See https://github.com/GregorySchwartz/hierarchical-spectral-clustering for latest version.
hierarchical-spectral-clustering
is a program (cluster-tree
) and library for
hierarchical spectral clustering of sparse and dense matrices. Outputted JSON
trees can be used with birch-beer for pretty trees!
See https://docs.haskellstack.org/en/stable/README/ for more details.

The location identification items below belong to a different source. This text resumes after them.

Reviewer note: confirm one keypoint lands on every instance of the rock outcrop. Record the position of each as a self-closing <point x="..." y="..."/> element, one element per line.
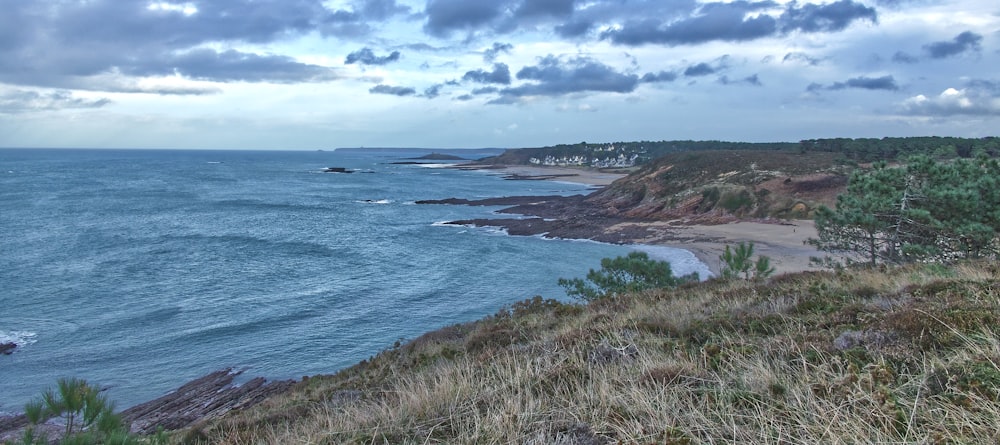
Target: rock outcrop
<point x="208" y="397"/>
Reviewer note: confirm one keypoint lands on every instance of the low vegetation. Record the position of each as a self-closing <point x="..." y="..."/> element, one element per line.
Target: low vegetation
<point x="87" y="417"/>
<point x="635" y="272"/>
<point x="922" y="211"/>
<point x="903" y="355"/>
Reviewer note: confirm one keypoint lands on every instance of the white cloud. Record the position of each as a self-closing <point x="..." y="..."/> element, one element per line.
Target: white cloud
<point x="952" y="101"/>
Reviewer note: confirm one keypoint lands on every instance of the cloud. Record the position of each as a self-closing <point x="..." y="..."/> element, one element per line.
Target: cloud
<point x="25" y="101"/>
<point x="753" y="80"/>
<point x="701" y="69"/>
<point x="829" y="17"/>
<point x="739" y="21"/>
<point x="366" y="56"/>
<point x="979" y="97"/>
<point x="800" y="58"/>
<point x="392" y="91"/>
<point x="714" y="21"/>
<point x="966" y="41"/>
<point x="902" y="57"/>
<point x="357" y="22"/>
<point x="447" y="16"/>
<point x="555" y="77"/>
<point x="886" y="83"/>
<point x="231" y="65"/>
<point x="61" y="44"/>
<point x="551" y="8"/>
<point x="433" y="91"/>
<point x="491" y="54"/>
<point x="499" y="75"/>
<point x="574" y="28"/>
<point x="662" y="76"/>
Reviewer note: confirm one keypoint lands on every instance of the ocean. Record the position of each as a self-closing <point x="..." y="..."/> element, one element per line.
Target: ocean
<point x="140" y="270"/>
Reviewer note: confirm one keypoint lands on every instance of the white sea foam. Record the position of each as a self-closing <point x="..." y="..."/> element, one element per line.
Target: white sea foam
<point x="682" y="261"/>
<point x="19" y="338"/>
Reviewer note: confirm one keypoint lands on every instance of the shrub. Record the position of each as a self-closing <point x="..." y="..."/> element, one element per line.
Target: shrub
<point x="635" y="272"/>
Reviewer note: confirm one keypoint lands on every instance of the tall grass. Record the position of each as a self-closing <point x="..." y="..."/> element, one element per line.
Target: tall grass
<point x="908" y="355"/>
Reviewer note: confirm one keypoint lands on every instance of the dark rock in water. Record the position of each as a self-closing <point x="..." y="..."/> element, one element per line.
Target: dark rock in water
<point x="441" y="157"/>
<point x="208" y="397"/>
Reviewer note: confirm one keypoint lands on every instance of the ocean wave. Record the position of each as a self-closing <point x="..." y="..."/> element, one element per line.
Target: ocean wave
<point x="19" y="338"/>
<point x="262" y="244"/>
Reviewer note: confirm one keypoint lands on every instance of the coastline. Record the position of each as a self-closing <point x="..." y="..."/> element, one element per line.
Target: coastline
<point x="783" y="241"/>
<point x="578" y="175"/>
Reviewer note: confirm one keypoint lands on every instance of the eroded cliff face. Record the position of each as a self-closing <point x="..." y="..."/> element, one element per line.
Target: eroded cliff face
<point x="718" y="185"/>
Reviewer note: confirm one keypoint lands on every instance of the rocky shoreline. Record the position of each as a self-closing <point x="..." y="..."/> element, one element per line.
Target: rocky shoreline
<point x="565" y="217"/>
<point x="205" y="398"/>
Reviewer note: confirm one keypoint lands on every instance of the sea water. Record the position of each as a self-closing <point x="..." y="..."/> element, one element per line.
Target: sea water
<point x="139" y="270"/>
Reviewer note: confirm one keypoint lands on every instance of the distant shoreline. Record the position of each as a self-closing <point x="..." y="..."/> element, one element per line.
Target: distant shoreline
<point x="783" y="241"/>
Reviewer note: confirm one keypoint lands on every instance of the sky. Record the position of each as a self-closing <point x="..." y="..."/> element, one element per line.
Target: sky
<point x="312" y="74"/>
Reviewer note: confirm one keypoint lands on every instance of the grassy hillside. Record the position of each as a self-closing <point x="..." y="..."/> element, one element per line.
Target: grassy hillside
<point x="904" y="355"/>
<point x="742" y="183"/>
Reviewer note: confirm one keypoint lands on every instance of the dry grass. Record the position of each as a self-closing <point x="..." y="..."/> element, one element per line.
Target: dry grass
<point x="902" y="356"/>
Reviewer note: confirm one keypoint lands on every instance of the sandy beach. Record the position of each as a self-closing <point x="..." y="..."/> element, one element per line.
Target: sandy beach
<point x="784" y="242"/>
<point x="579" y="175"/>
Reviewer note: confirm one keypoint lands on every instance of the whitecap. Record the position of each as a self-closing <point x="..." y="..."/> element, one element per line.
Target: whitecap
<point x="19" y="338"/>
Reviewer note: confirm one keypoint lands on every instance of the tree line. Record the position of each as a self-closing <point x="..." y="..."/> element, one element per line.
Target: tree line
<point x="925" y="210"/>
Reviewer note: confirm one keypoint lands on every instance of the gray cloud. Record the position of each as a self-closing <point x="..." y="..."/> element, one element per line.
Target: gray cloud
<point x="825" y="18"/>
<point x="61" y="44"/>
<point x="966" y="41"/>
<point x="553" y="8"/>
<point x="902" y="57"/>
<point x="886" y="83"/>
<point x="739" y="21"/>
<point x="392" y="91"/>
<point x="499" y="75"/>
<point x="227" y="66"/>
<point x="700" y="69"/>
<point x="802" y="58"/>
<point x="662" y="76"/>
<point x="749" y="80"/>
<point x="976" y="98"/>
<point x="433" y="91"/>
<point x="366" y="56"/>
<point x="485" y="90"/>
<point x="447" y="16"/>
<point x="24" y="101"/>
<point x="716" y="21"/>
<point x="574" y="28"/>
<point x="554" y="77"/>
<point x="491" y="54"/>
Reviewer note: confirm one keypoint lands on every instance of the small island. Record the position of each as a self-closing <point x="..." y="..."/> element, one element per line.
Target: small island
<point x="337" y="170"/>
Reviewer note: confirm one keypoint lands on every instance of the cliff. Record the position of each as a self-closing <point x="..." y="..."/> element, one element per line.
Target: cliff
<point x="706" y="185"/>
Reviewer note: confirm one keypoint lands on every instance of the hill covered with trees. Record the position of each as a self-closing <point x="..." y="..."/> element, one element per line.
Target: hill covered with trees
<point x="635" y="153"/>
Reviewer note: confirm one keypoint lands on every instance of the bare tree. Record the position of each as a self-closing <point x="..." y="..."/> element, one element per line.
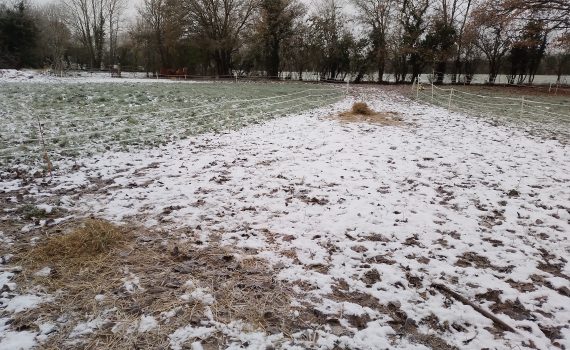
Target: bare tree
<point x="494" y="34"/>
<point x="54" y="35"/>
<point x="89" y="19"/>
<point x="115" y="10"/>
<point x="413" y="24"/>
<point x="221" y="25"/>
<point x="277" y="19"/>
<point x="375" y="15"/>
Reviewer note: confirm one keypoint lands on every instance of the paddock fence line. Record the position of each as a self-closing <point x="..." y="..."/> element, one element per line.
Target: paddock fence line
<point x="46" y="136"/>
<point x="529" y="112"/>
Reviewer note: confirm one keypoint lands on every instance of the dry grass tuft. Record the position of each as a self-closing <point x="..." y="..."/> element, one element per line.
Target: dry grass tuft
<point x="96" y="258"/>
<point x="87" y="240"/>
<point x="361" y="113"/>
<point x="361" y="108"/>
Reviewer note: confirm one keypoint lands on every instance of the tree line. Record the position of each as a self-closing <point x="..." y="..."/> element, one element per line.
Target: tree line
<point x="359" y="40"/>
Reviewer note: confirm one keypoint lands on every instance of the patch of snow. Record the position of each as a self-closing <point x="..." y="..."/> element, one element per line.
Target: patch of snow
<point x="43" y="272"/>
<point x="147" y="323"/>
<point x="182" y="335"/>
<point x="21" y="303"/>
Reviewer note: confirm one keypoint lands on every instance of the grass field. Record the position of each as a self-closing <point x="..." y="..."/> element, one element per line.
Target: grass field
<point x="538" y="111"/>
<point x="81" y="118"/>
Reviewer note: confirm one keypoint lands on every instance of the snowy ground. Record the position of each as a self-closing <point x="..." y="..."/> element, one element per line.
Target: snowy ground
<point x="363" y="220"/>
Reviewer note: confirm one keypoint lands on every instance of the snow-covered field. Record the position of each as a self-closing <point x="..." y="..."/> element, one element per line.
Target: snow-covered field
<point x="365" y="221"/>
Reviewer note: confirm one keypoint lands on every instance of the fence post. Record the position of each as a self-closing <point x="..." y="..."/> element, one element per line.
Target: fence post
<point x="43" y="146"/>
<point x="418" y="89"/>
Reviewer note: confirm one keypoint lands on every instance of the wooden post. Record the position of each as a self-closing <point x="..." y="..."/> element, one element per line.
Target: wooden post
<point x="418" y="89"/>
<point x="43" y="145"/>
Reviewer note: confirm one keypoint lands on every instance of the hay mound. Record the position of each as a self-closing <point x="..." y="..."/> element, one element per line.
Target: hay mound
<point x="89" y="239"/>
<point x="361" y="113"/>
<point x="361" y="108"/>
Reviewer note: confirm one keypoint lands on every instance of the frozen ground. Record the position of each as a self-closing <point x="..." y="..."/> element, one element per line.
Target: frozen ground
<point x="364" y="220"/>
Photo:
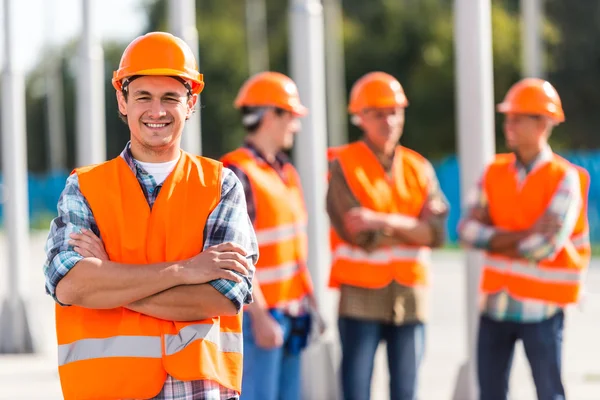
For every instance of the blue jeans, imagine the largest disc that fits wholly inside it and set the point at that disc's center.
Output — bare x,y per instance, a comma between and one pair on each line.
271,374
405,349
543,346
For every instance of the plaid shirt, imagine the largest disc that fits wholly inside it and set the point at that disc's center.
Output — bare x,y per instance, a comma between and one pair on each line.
228,222
565,204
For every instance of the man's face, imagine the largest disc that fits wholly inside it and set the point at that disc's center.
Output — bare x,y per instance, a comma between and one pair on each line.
282,127
523,131
382,126
156,110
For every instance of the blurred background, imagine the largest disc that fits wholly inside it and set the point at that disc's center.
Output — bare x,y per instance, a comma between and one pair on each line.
58,43
410,39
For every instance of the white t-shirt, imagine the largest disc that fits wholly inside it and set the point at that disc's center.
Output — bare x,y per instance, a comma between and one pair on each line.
159,171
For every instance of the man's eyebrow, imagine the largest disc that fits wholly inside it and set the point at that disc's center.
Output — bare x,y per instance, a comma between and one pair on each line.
166,94
173,94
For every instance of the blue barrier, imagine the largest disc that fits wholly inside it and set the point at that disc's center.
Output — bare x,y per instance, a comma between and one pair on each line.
45,189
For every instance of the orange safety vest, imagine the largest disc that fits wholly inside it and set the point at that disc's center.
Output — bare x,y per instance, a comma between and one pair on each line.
405,192
119,353
280,226
515,208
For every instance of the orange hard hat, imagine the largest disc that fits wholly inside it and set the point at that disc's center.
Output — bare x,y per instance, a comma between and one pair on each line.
159,53
376,90
533,96
270,89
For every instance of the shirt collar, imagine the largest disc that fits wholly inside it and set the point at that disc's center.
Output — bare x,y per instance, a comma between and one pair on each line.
543,157
281,158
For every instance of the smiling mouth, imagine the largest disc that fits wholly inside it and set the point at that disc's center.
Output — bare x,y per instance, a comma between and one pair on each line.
156,126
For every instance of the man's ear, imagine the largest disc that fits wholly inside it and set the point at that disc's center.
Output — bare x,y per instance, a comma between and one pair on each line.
191,106
121,102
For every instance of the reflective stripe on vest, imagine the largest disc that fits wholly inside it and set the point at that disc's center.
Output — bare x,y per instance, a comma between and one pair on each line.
533,271
382,256
117,346
148,346
277,234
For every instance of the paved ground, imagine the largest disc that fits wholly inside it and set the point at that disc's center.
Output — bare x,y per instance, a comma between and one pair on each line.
34,377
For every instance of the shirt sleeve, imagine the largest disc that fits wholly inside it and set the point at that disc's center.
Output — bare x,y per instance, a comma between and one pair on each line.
340,200
74,213
565,206
229,222
474,229
436,208
250,206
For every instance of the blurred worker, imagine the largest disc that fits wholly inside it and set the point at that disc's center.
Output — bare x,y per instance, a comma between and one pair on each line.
277,324
387,211
150,259
528,214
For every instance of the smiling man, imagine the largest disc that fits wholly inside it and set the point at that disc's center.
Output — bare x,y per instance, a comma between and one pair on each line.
528,214
387,211
151,257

curl -sSL https://get.haskellstack.org/ | sh
stack setup
Probably easiest if you don’t want to mess with dependencies:
git clone https://github.com/GregorySchwartz/hierarchical-spectral-clustering.git
cd hierarchical-spectral-clustering
stack install
We only require stack
(or cabal
), you do not need to download any source
code (but you might need the stack.yaml dependency versions), just run the
following command to place cluster-tree
in your ~/.local/bin/
:
stack install hierarchical-spectral-clustering
If you run into errors like Error: While constructing the build plan, the
following exceptions were encountered:
, then follow it’s advice. Usually you
just need to follow the suggestion and add the dependencies to the specified
file. For a quick yaml
configuration, refer to
https://github.com/GregorySchwartz/hierarchical-spectral-clustering/blob/master/stack.yaml.
Relies on eigen-3.3.4.1
right now.
We first need our data in the format of “vertex,vertex,value”, such that a
vertex “x” connects with vertex “y” with an edge weight of value. This edge list
can be used as input into the program. Make sure there is a newline at the
end, otherwise, the program may expect more from stdin
.
a,b,1 a,c,2 a,d,4.5 b,d,2.1 c,d,1.1 e,f,1
Then we can give this file to the program:
cat input.csv | cluster-tree --clustering-type Dense
| item | cluster | | a | 1 | | b | 1 | | c | 1 | | d | 1 | | e | 2 | | f | 2 |
As a more advanced example, we can get:
- Output clustering
- Output tree structure in
JSON
format. - First isolate each connected component before clustering and generating their own trees.
- Use k-means instead of sign on the eigenvectors to determine cluster assignment.
- Use k-means on two eigenvectors rather than one.
cat advanced_input.csv | cluster-tree --output-tree "output_trees/tree.json" --clustering-type Dense --eigen-group KMeansGroup --num-eigen 2 --separate-components > "clusters.csv"
cluster-tree -h
cluster-tree, Gregory W. Schwartz. Hierarchical spectral clustering of data Computes real symmetric part of matrix, so ensure the input is real and symmetric. Diagonal should be 0s for adjacency matrix. Format is row,column,value with no header. Must end with a newline. Usage: cluster-tree [-c|--clustering-type STRING] [-d|--delimiter CHAR] [-S|--min-size INT] [-n|--num-eigen INT] [-m|--min-modularity DOUBLE] [-e|--eigen-group STRING] [-s|--separate-components] [-o|--output-tree STRING] Available options: -h,--help Show this help text -c,--clustering-type STRING ([Sparse] | Dense) Method for clustering data. -d,--delimiter CHAR ([,] | CHAR) The delimiter of the CSV file. Format is row,column,value with no header. -S,--min-size INT ([Nothing] | INT) Minimum size of a cluster. -n,--num-eigen INT ([1] | INT) Number of eigenvectors to use while clustering with kmeans. Takes from the first eigenvector. Recommended to start at 2 and work up from there if needed. -m,--min-modularity DOUBLE ([0] | DOUBLE) Minimum modularity to be over to continue recursion. -e,--eigen-group STRING ([SignGroup] | KMeansGroup) Whether to group the eigenvector using the sign or kmeans while clustering. While the default is sign, kmeans may be more accurate (but starting points are arbitrary). -s,--separate-components Whether to first separate connected components of the graph first. Will output a dendrogram for each component with the name of the tree and the number of nodes within the tree, along with the base set by --output-tree. -o,--output-tree STRING ([Nothing] | FILE) The name of the file to output the tree in JSON format.